If it's not lying (as in knowing you won't hit a deadline, but stating it unambiguously, and NOT as an estimate), then it's repeated incompetence. You can't repeatedly make the same mistake and have it not be one or the other. You're either aware that you won't hit the stated deadline, but state it anyway (a lie), or you're not aware, despite never hitting the deadline (incompetence, failure to learn from mistakes). Is there any other way to interpret it?
Some have alleged that though, but when asked their short on details. Is the purchaser not responsible for researching something before sending their money over the internet?
Do you never buy anything from a professional looking business, assuming that their stated delivery policies are accurate? The vast majority of online purchases I've ever made came through on time. And those that didn't were the exception to the rule. Survive literally never delivers on time, so far as anyone's been able to ascertain.
Sure, caveat emptor, but at some point it becomes a bad business practice, and people have every right and are in the right to decry it.
I thought the times given were pretty easy to understand, as estimates, not check the mail on X date. If they had no deadline would you have still bought one?
I quickly learned about the estimated delivery of the 4.1 being highly improbable, so cancelled that order. The factory second monday sales were a different story. At the point of sale, those bore a hard statement not anything that could be remotely construed as an estimate that they'd deliver within a specified timeframe. They did not. Subsequently, specific commitments were made by Survive, to me (and others), via private communication. Also missed. That, again, is either deception or incompetence. What is the alternate interpretation of this pattern, if not those?
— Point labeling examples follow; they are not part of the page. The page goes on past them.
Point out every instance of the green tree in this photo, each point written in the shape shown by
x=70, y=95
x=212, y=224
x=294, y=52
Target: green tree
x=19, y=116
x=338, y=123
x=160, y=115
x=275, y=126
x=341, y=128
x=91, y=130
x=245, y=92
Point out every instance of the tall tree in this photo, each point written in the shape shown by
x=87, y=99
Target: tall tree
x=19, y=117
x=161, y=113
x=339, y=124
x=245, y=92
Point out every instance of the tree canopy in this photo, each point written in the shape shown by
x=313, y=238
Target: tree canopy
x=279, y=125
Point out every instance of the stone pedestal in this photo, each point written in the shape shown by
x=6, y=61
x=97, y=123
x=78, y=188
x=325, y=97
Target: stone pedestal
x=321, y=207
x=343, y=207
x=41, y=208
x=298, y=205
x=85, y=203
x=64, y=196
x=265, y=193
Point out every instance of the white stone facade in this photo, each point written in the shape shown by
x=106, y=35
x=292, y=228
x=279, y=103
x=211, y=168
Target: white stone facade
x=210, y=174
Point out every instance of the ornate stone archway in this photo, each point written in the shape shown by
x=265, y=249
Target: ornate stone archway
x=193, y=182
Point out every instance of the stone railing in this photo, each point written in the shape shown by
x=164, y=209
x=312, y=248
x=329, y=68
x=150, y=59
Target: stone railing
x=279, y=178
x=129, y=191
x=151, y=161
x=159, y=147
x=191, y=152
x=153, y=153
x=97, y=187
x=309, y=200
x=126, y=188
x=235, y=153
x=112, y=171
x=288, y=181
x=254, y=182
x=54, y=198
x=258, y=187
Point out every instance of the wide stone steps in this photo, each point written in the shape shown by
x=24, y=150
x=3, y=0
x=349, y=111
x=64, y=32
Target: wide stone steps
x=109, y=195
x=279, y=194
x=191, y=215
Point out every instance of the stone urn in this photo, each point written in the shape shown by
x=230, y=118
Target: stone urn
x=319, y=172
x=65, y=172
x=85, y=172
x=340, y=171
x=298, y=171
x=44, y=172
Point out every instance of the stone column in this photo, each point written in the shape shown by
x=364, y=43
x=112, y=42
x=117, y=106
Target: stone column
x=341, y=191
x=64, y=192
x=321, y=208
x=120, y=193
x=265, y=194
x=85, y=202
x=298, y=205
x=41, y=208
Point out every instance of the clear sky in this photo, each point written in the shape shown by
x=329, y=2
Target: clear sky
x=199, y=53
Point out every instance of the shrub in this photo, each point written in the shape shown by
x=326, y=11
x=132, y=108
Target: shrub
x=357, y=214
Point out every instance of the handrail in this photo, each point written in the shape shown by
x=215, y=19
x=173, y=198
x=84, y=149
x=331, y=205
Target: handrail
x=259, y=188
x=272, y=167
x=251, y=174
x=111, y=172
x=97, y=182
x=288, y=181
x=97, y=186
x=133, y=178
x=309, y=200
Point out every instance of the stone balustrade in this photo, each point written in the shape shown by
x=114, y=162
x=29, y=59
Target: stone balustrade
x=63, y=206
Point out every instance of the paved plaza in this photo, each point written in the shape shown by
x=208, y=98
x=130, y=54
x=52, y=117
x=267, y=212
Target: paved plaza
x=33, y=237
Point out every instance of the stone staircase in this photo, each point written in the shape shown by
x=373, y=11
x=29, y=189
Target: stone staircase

No: on the second purchase I made, I would not have purchased without the hard stated timeline. Therefore, missing it was either deception or failure on their part.
I'm not trying to blow this out of proportion I'm just trying to clarify my view, as for some reason it seems folks are willing to forgive a lot of ambiguity and shiftiness from this company, that wouldn't remotely be tolerated from another business.
How is it rotten, infuriating to some sure, if this has no effect on the quality of the end product? Were you not sold on the knife, not the wait times?
I was sold both, in fact. When you sell anything as a business, and make commitments to how your product is delivered, the entire experience is what's being purchased along with the product (warranties are in the same category of 'value-adds' or 'stated parameters' to a product).
If you consistently state that you'll do something as a business, and consistently don't, how exactly is that
not rotten? How is that acceptable customer service?
Answer: according to just about every customer protection and trade entity in the world, it isn't. It's a failure to deal with your customers ethically and honestly.